FESTIVAL GUY: Heritage Days expensive, fattening

Heritage Days GigCity EdmontonIs Canada becoming a melting pot? For all the hullabaloo about multiculturalism in Canada, this weekend’s Heritage Festival seemed pretty North American.

The festival seemed to serve its product – overpriced food and irrelevant cultural offerings – in a homogenous, inoffensive, stale, typically Canadian package. Meaning: charge too much and make sure it’s deep fried.

No matter how long folks have been in Canada, these vendors are no suckers, having adopted the predominant North American cultural norm of stiffing their customers at the till. The pride in Edmontonian’s hearts for summer finally arriving two months before the next snowfall seems to make people much more willing to crack the billfold for some pretty dodgy items. Four dollars for roasted corn on the cob?! Seriously? Aren’t these four for 99 cents at Safeway?

With 100,000 people congregating in such a small space, there were lots of line rides to be had at Hawrelak Park. Some of these rides took people to some pretty fattening places. It made sense that the most frequently seen item at the festival was elephant ears. Whoops, sorry … I meant Croatian donuts. Or maybe it was “scovergi,” as they were termed at the Romanian pavilion. These virtually identical items made for the longest lineups at the festival outside of the Chinese Pavilion. The battle for elephant ear supremacy was intense. There were a lot of these at Klondike Days, too.

Popularity of certain booths weren’t always dependent on demand or quality product. The lineups at the French pavilion weren’t due to demand for their products – mainly crepes, the French haute couture version of a pancake – but due to bad and inefficient service. Since the French did not have any dancers up on display, this may have comprised the cultural component for their pavilion.

The Korean taco

The Korean taco

There were some surprises – like Borneo having its own deep fried entry. A country more noted for its untouched jungles than an international chain of donut shops, they decided to give up the fight against progress and combine one of their food staples (the banana) with dough and a vat of hot cooking oil. I would have thought “what is with this Western obsession for deep fried foods?” but I was too busy thinking “Wow, these guys learn fast.”

The downer of the festival was the Kurdistan Pavilion, but only because they ran out of baklava by Sunday afternoon. The award for “weird culinary mish-mash gone awry” goes to the Korean Pavilion for their Korean Taco. The price was absurd and the quality was poor. It was sweetly tasting ground beef with a little bit of lettuce in a stale taco.

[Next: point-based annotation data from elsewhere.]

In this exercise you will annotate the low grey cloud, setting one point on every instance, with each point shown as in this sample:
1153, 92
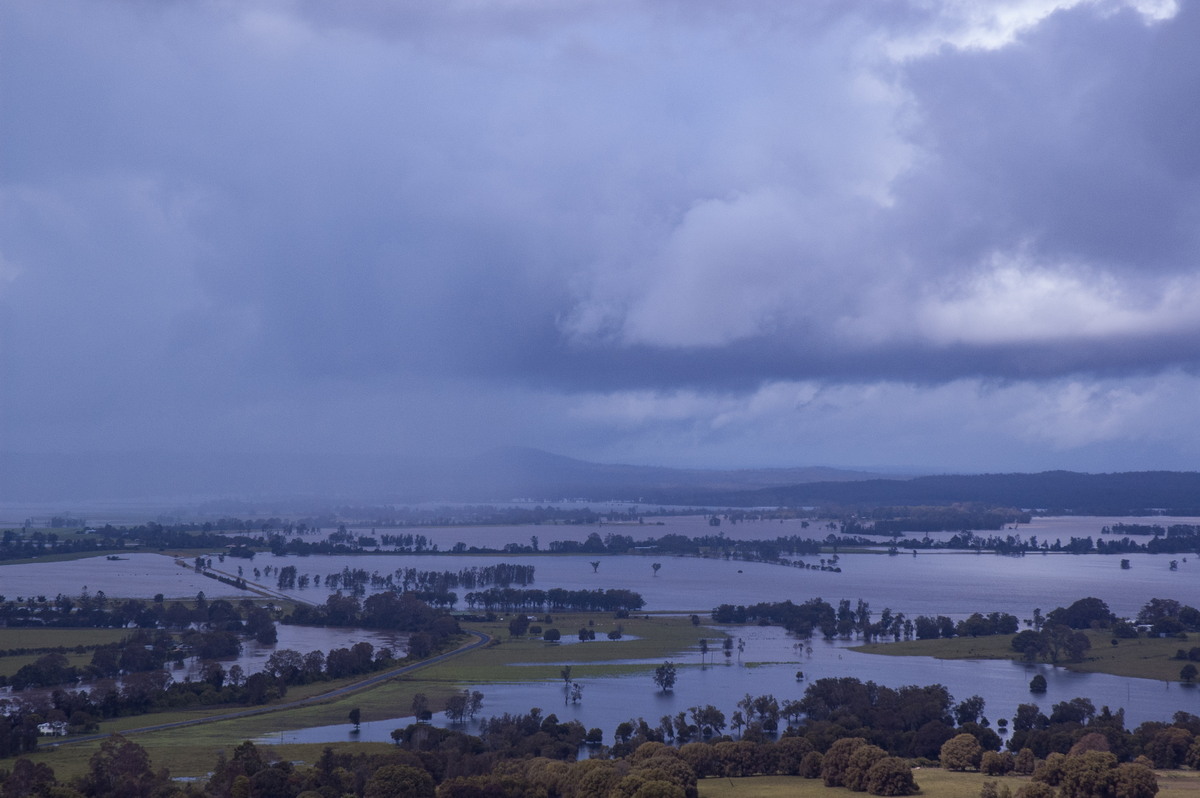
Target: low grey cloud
672, 233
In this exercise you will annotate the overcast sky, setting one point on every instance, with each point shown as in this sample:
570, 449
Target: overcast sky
946, 234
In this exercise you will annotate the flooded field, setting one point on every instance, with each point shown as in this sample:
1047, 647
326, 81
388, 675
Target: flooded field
773, 657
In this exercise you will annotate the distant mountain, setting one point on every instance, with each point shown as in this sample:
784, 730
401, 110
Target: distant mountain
497, 475
532, 473
1120, 493
508, 474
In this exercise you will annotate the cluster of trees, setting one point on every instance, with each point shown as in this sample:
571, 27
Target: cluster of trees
1169, 617
154, 690
768, 550
16, 545
898, 520
847, 621
430, 629
435, 582
849, 733
97, 611
533, 600
209, 630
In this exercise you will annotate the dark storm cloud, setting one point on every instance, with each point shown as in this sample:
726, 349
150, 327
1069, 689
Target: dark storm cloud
301, 226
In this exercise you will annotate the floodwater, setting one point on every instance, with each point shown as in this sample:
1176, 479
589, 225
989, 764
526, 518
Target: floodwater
694, 526
137, 575
772, 659
931, 583
949, 583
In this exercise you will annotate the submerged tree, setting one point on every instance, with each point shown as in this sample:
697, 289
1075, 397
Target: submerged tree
665, 676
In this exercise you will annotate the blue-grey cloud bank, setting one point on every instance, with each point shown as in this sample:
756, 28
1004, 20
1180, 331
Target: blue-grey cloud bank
955, 235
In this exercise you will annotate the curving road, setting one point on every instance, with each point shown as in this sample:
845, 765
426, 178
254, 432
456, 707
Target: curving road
481, 639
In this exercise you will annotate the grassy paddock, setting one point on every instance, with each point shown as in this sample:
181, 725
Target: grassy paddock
1144, 658
15, 639
190, 750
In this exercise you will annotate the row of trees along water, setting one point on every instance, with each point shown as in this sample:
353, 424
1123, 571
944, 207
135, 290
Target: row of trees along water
405, 580
207, 630
79, 711
850, 619
847, 733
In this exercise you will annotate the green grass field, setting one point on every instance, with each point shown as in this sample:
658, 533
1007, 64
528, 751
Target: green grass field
46, 639
191, 750
1145, 658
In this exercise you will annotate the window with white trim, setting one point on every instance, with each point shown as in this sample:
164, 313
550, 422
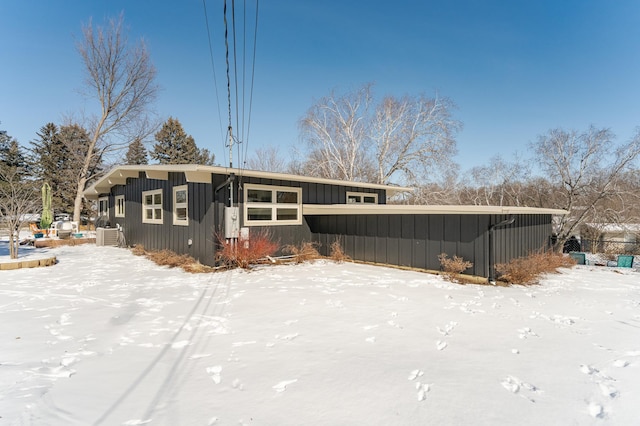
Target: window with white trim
180, 205
361, 198
272, 205
119, 205
152, 206
103, 206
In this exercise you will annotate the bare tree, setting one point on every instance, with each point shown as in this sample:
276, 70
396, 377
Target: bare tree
499, 183
336, 131
398, 139
121, 78
18, 198
585, 167
268, 159
412, 136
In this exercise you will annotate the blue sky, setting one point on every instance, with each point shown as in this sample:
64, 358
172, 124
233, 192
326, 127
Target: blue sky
515, 69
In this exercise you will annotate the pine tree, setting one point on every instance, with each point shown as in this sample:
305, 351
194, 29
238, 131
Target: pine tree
175, 146
137, 153
48, 159
205, 157
56, 158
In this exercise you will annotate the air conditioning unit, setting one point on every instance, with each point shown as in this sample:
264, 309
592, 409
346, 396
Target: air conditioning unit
107, 237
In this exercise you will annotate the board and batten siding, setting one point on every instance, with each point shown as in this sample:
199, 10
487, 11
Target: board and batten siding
312, 193
416, 240
201, 214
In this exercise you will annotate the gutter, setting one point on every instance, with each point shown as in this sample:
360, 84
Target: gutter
491, 257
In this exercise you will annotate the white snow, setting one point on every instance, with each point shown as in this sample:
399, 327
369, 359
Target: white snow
108, 338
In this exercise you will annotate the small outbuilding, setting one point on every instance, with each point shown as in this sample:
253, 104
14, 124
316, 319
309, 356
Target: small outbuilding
187, 208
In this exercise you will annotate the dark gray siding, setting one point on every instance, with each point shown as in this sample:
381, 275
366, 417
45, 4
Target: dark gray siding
413, 240
417, 240
166, 235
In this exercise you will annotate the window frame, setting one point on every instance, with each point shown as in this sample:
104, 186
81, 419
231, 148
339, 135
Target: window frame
119, 206
103, 201
272, 206
154, 206
361, 196
185, 205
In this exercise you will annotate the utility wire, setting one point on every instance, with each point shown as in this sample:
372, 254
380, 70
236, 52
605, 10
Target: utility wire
215, 79
226, 44
253, 73
235, 65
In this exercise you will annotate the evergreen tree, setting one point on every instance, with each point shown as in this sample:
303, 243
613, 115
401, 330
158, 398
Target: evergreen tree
137, 153
49, 158
56, 157
205, 157
175, 146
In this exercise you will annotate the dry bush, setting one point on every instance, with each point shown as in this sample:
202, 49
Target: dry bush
172, 260
138, 250
169, 258
245, 253
451, 268
337, 254
527, 270
307, 251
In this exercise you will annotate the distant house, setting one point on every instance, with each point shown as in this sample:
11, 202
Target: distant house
610, 237
184, 207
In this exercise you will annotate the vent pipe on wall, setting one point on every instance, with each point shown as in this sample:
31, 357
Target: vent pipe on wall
491, 257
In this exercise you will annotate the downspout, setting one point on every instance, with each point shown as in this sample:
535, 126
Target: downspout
491, 268
232, 177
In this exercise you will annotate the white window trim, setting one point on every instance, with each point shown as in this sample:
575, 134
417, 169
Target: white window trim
153, 206
273, 205
119, 203
104, 213
176, 205
361, 196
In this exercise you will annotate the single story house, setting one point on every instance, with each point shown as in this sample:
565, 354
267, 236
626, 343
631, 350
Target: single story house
610, 237
185, 208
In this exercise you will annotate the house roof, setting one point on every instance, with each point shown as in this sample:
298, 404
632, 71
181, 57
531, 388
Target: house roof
359, 209
199, 173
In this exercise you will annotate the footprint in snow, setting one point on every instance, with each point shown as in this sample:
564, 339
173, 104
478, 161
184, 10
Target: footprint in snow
415, 374
608, 390
596, 410
620, 363
447, 329
136, 422
282, 386
422, 388
215, 373
517, 386
526, 332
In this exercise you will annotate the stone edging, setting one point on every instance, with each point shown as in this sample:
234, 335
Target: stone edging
35, 263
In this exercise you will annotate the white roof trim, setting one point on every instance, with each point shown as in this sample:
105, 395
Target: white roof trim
196, 171
360, 209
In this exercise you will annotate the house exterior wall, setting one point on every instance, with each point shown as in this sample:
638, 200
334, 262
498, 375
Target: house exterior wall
417, 240
206, 212
201, 213
412, 240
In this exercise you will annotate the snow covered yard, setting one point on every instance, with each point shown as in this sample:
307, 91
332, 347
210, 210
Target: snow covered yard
108, 338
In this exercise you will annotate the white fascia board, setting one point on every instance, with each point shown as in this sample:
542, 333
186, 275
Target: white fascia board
378, 209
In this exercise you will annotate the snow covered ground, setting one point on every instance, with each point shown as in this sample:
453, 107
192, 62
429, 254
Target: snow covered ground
108, 338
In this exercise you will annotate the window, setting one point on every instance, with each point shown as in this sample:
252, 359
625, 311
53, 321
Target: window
119, 205
361, 198
103, 206
180, 205
152, 206
272, 205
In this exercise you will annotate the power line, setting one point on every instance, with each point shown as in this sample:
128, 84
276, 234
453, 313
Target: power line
253, 73
213, 69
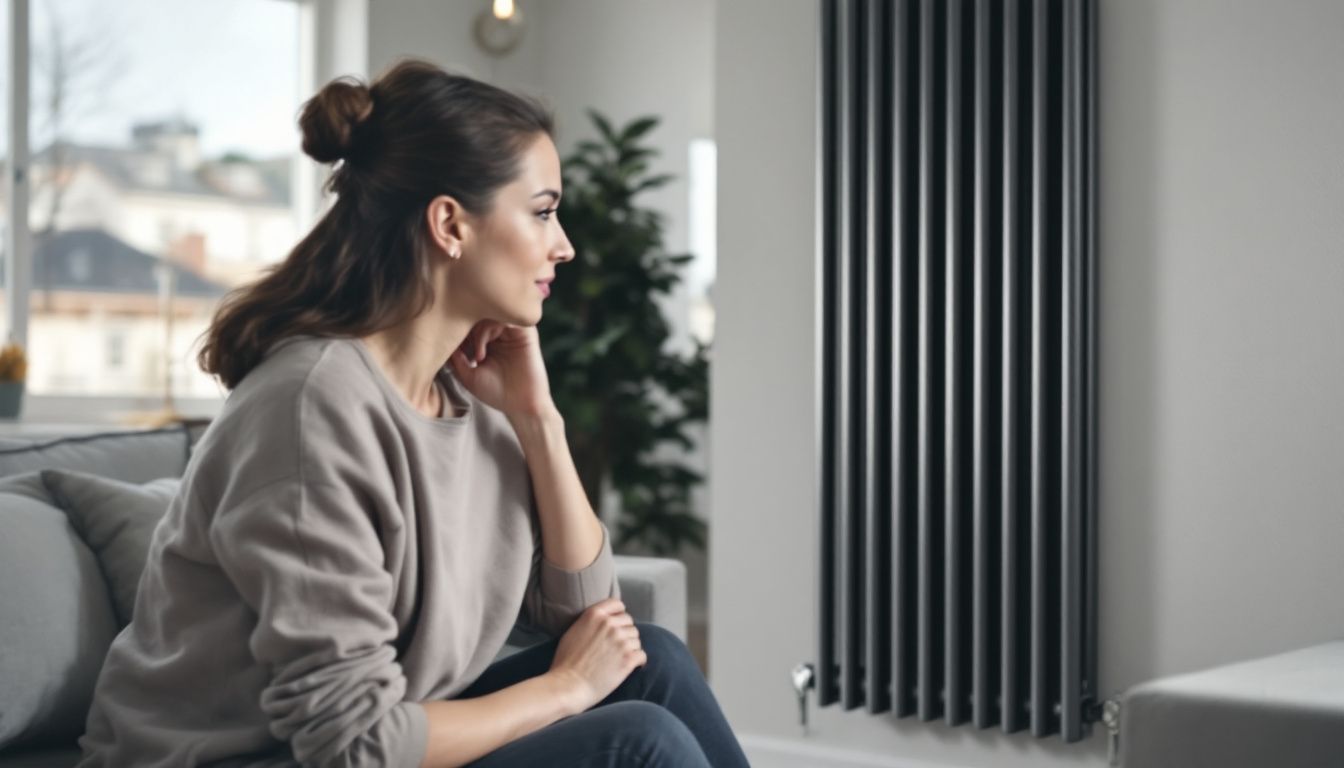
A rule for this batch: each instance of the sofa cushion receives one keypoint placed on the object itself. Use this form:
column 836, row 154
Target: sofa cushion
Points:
column 57, row 623
column 116, row 521
column 135, row 456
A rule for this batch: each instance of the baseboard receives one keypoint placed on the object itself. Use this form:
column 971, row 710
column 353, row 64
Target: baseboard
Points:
column 772, row 752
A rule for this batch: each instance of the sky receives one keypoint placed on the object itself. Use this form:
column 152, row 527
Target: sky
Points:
column 230, row 66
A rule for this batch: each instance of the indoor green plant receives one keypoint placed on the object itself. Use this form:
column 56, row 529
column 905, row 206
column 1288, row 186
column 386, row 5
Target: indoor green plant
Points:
column 14, row 371
column 602, row 335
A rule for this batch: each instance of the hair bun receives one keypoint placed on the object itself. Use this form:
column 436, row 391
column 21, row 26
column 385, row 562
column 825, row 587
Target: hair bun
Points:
column 328, row 119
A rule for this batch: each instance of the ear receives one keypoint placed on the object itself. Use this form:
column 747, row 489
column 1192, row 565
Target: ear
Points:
column 449, row 225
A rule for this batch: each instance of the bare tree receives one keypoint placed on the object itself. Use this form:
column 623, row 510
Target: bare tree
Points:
column 74, row 70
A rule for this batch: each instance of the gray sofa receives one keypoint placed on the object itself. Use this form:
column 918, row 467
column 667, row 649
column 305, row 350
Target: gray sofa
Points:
column 58, row 611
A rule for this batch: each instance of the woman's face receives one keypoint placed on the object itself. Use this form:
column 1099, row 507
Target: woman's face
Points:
column 516, row 246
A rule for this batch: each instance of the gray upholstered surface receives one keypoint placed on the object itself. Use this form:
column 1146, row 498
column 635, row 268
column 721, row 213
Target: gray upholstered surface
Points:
column 1284, row 712
column 116, row 521
column 135, row 456
column 55, row 618
column 653, row 589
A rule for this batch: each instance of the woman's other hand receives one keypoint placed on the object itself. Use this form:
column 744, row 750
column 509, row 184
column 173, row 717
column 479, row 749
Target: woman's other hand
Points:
column 598, row 651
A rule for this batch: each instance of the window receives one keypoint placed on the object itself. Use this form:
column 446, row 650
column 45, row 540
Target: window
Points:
column 4, row 158
column 703, row 234
column 151, row 194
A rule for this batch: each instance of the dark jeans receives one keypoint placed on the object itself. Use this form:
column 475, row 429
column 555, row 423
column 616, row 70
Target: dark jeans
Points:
column 661, row 716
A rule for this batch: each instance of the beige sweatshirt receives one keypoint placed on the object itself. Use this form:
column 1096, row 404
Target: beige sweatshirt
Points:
column 332, row 558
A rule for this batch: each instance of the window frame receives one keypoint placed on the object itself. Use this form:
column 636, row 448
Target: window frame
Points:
column 332, row 41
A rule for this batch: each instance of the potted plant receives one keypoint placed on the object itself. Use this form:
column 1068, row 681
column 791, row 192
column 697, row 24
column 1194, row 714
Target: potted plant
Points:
column 14, row 370
column 622, row 396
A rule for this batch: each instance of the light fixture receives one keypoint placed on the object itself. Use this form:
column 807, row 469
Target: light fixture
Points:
column 499, row 28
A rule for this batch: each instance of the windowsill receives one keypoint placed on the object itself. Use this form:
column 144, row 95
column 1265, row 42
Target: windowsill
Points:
column 74, row 414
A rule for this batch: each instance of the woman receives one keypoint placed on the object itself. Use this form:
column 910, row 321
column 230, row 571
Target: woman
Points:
column 389, row 488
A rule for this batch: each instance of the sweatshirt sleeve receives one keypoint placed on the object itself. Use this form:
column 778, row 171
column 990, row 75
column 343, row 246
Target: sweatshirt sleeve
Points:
column 308, row 561
column 555, row 597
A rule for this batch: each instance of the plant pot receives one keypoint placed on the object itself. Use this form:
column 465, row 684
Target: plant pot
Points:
column 11, row 400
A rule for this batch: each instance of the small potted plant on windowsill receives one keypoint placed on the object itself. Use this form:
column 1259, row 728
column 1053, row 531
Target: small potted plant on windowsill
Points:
column 14, row 370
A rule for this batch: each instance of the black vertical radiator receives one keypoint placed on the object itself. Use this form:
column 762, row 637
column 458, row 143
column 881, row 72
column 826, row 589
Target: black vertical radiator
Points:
column 957, row 362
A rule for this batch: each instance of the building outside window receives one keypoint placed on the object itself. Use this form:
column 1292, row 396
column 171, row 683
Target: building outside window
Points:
column 163, row 141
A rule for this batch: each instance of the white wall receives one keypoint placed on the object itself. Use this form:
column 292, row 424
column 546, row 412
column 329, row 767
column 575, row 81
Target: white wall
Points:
column 1222, row 362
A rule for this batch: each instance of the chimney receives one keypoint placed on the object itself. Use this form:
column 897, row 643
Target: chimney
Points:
column 175, row 139
column 188, row 250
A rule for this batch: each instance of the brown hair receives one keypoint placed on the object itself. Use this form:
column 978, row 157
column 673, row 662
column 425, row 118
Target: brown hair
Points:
column 415, row 133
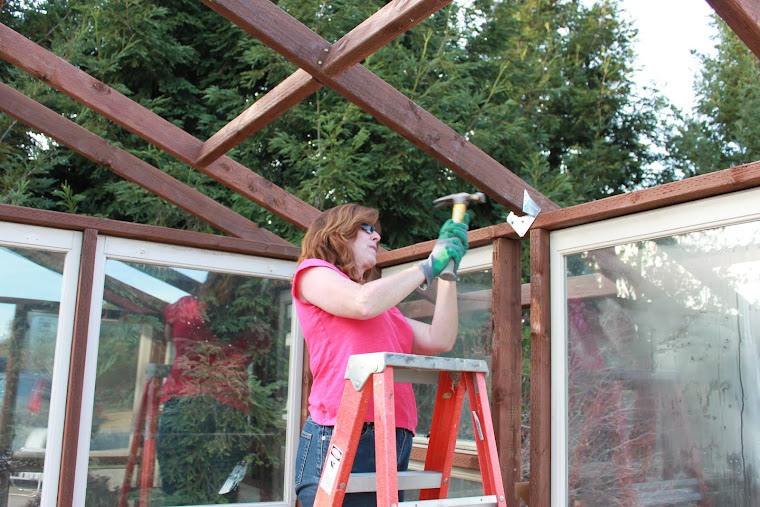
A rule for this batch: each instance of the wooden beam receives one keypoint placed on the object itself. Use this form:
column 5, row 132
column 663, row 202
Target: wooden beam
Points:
column 85, row 89
column 386, row 24
column 506, row 370
column 697, row 187
column 129, row 166
column 734, row 179
column 77, row 368
column 271, row 106
column 743, row 17
column 116, row 228
column 540, row 370
column 296, row 42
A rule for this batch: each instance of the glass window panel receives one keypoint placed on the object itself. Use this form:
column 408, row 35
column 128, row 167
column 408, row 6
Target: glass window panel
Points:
column 473, row 342
column 663, row 373
column 30, row 295
column 203, row 357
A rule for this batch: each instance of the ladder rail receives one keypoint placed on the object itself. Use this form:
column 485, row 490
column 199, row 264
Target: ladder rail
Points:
column 456, row 377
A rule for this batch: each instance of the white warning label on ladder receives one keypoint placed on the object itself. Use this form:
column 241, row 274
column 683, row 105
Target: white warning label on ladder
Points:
column 331, row 468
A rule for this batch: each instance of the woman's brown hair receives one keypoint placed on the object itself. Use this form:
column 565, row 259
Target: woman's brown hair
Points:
column 329, row 236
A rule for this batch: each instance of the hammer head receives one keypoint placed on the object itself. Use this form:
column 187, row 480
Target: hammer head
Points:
column 460, row 198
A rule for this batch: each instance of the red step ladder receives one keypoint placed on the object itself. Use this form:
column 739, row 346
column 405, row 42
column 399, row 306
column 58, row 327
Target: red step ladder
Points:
column 144, row 435
column 454, row 377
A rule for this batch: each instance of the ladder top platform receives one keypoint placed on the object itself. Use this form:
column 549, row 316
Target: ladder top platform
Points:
column 362, row 366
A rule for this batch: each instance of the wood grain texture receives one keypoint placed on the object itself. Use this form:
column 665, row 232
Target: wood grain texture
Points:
column 540, row 370
column 506, row 370
column 85, row 89
column 390, row 21
column 743, row 17
column 77, row 367
column 296, row 42
column 129, row 166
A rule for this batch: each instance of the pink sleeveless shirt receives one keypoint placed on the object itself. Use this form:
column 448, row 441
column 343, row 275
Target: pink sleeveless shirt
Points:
column 331, row 340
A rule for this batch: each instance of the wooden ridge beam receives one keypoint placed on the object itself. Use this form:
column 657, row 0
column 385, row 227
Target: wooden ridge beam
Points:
column 734, row 179
column 386, row 24
column 296, row 42
column 85, row 89
column 743, row 17
column 697, row 187
column 154, row 233
column 129, row 166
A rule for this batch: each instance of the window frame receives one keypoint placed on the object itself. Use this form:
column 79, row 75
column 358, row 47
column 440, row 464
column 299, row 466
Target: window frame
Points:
column 70, row 244
column 139, row 251
column 739, row 207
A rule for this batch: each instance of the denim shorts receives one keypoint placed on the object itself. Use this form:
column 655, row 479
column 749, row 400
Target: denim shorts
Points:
column 312, row 450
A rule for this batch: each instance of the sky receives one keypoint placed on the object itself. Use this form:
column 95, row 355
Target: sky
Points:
column 668, row 31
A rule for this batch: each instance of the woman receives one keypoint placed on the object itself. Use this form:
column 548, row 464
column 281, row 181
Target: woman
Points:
column 343, row 313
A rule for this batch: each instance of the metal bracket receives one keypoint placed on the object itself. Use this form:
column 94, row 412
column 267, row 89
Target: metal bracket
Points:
column 523, row 223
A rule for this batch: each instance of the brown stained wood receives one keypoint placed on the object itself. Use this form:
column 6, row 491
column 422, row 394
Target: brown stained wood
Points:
column 271, row 106
column 743, row 17
column 697, row 187
column 506, row 369
column 582, row 287
column 540, row 370
column 77, row 367
column 300, row 45
column 734, row 179
column 57, row 219
column 129, row 166
column 476, row 238
column 392, row 20
column 85, row 89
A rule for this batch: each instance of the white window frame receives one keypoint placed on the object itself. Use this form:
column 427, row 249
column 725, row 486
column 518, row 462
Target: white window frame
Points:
column 193, row 258
column 704, row 214
column 70, row 244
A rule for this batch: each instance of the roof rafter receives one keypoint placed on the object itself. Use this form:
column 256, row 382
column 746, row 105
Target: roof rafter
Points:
column 129, row 166
column 85, row 89
column 299, row 44
column 385, row 25
column 743, row 17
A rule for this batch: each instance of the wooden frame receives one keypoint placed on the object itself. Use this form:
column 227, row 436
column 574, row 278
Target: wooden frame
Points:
column 337, row 66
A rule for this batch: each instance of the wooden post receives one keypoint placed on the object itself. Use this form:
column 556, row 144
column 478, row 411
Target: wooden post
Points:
column 540, row 370
column 506, row 370
column 76, row 371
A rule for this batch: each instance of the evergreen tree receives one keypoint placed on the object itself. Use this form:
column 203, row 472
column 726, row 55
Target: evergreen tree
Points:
column 542, row 86
column 724, row 130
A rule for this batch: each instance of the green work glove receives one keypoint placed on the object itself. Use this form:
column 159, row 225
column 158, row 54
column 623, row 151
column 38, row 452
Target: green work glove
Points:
column 451, row 244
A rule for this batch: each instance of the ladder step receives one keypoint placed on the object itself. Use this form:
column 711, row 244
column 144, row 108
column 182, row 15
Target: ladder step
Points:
column 470, row 501
column 363, row 482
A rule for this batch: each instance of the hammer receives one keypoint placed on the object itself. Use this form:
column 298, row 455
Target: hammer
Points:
column 459, row 202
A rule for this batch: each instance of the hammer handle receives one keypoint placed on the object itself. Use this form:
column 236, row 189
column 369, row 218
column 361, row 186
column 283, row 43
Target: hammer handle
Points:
column 457, row 215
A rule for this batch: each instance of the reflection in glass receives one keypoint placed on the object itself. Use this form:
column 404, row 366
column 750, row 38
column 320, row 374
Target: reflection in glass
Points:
column 473, row 342
column 663, row 371
column 29, row 303
column 191, row 392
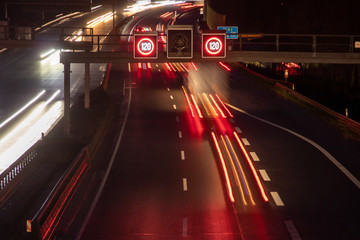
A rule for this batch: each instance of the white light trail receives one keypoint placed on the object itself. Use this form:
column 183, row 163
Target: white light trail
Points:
column 22, row 109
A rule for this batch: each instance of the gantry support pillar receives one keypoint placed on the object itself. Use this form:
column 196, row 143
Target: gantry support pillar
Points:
column 67, row 99
column 87, row 86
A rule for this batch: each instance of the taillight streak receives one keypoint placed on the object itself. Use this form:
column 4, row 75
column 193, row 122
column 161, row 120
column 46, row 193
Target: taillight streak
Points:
column 224, row 106
column 217, row 106
column 261, row 188
column 224, row 66
column 237, row 178
column 187, row 70
column 188, row 101
column 194, row 66
column 196, row 106
column 241, row 171
column 224, row 168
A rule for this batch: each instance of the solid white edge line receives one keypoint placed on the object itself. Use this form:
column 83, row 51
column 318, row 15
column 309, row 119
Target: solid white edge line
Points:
column 314, row 144
column 292, row 230
column 254, row 156
column 185, row 184
column 101, row 188
column 264, row 175
column 277, row 199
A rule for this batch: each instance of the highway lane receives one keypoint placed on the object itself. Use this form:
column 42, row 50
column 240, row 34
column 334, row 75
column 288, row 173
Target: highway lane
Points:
column 27, row 72
column 319, row 199
column 154, row 191
column 167, row 181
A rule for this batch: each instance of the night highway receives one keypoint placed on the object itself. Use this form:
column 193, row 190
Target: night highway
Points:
column 196, row 150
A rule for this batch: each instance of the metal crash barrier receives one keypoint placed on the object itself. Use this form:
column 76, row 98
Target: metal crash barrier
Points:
column 47, row 218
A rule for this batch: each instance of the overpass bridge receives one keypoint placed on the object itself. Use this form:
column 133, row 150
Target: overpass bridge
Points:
column 82, row 46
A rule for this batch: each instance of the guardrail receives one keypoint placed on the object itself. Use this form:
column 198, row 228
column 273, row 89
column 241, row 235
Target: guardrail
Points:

The cultural components, while nice in an inoffensive way, came across like standard tourist cliches, as if they were being paraded in front of a bunch of middle class Westerners – which largely they were – and it appeared not just disrespectful but anachronistic. I could not help but wonder what meaning do old world values, customs and practices have in the information age? It seems today no one would care about this stuff unless that was actually Lindsay Lohan dancing in traditional Croatian garb. Apart from watching them while people ate, very few really seemed to care.

Some of the booths selling cultural items seemed a tad tawdry, too, reminiscent of roadside trinket shops tourists get shuffled into in whatever exotic country they might be happening to visit. Some didn’t seem very culturally consistent, like the SpongeBob Squarepants finger puppets found at the Peruvian gifts tent. And the “World Famous Sri Lankan Pop Stand” only sold Coca-Cola products.

All in all, Heritage Festival accomplished, well, pretty much what it does every year – lots of people, lots of weight gained, lots of money spent, lots of lineups, and some cultural stuff. Rest assured 2014 will unfold in much of the same way. Maybe with even more deep-fried stuff.